My hair is coily, so when you stretch it it’s super long. I don’t have all the soldiers in the army with me right now, but the main soldier is the Multicultural Curls by Miss Jessie. I swear by it—it’s really the best thing that I’ve found for my hair. I wash maybe two to three times a week, and I wear a lot of headwraps, which help cut the shampooing down. Right now I’m using Pantene Curl Pro-V. I have a tiny bottle of shampoo and a huge thing of conditioner because I’ll wet my hair every day with the conditioner if I’m wearing it curly. One thing I don’t do is sleep in a head scarf—I’m out here wild and free. Does it mess up my curls? Of course it does! That’s why I have to wet it every day. I use a diffuser sometimes, but if I can let it air dry, my curls like that the best. If I don’t have time to just walk around my apartment with wet hair, then I will diffuse it. When I’m wearing it out, I typically will run conditioner through it before I shampoo, because the shampoo will just strip the oils out. And then I’ll have to put those [oils] back in, and that’s where the Multicultural Curls comes in. Usually I wear my hair up—in a high ponytail, not in a French roll like this now—and then pull my bangs forward. Felicia Leatherwood is Issa’s stylist, and is an incredible natural hair stylist. When I discovered her I was like, ‘You’re cutting my hair.’ She cuts me for Kelli, and she cuts me in real life.
FRAGRANCE AND NAILS
My perfume sticks allow me to try stuff. This is my favorite—Daisy by Marc Jacobs. It’s light and clean and girly—I don’t like heavy floral, and I don’t like things that smell too acidic.
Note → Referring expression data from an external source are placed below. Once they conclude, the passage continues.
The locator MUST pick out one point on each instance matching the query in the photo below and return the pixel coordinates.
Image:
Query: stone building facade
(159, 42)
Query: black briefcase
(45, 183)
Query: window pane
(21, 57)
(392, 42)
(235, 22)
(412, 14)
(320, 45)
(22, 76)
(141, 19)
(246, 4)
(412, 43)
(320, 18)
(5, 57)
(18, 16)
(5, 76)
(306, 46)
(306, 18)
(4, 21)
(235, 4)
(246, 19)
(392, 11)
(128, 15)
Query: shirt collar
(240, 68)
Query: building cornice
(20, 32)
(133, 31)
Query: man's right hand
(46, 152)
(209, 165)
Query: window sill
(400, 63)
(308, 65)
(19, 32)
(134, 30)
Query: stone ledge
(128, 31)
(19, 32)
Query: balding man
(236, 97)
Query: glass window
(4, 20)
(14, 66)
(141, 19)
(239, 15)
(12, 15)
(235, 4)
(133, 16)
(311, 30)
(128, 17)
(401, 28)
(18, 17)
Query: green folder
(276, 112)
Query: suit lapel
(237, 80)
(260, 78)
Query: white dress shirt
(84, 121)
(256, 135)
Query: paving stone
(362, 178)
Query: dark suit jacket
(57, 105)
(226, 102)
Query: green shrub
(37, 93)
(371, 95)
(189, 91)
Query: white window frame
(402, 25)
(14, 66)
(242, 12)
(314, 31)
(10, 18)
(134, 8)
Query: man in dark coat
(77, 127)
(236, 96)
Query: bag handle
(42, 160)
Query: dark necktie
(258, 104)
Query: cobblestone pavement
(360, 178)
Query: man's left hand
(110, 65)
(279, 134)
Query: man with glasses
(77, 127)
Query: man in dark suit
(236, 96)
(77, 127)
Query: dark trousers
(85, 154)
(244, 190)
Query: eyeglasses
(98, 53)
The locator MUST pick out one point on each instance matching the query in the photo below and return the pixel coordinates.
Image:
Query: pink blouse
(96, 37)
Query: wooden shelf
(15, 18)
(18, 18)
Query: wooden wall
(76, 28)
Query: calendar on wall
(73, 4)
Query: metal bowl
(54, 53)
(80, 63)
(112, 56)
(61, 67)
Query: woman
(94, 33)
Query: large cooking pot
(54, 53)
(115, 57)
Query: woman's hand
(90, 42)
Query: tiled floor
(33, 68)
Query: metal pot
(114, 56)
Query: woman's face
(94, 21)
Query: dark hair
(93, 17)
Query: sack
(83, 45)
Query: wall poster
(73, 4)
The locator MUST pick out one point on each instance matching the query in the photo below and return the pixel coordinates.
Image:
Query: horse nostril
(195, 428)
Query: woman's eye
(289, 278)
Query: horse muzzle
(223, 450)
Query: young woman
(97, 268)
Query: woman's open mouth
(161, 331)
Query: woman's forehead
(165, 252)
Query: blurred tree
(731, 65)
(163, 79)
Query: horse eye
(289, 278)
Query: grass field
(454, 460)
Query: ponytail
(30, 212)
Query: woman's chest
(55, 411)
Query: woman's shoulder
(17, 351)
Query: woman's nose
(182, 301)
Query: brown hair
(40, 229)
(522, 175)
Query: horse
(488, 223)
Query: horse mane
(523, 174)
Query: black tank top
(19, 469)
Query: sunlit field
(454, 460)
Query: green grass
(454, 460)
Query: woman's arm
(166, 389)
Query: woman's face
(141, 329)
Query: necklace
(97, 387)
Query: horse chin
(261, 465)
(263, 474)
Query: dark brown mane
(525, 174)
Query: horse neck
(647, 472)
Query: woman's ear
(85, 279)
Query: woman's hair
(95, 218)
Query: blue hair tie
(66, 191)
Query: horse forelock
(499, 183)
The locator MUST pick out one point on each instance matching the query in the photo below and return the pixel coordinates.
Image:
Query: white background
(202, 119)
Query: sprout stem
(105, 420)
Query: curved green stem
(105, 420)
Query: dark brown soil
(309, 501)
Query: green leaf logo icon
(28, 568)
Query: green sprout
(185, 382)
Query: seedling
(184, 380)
My nails are courtesy of Bel Townsend, and she goes by Sohotrightnail on Instagram. I discovered her in LA, and she’s incredible. They’re really short because I type for a living. I had to get them long once for Kelli—she had long wild nails for the Coachella episode—and it was just the most impossible thing. I mean, I had to pee myself that episode, so that was the craziest. But I was the most frustrated human in the whole world because I couldn’t type. So I like them nice and short, that way I can get stuff done. I usually go matte—black is my go-to, but today I wanted something that was a little bit iridescent—it looks a little bit like a beetle, which I like.”
—as told to ITG
Natasha Rothwell photographed by Tom Newton in New York on September 11, 2018.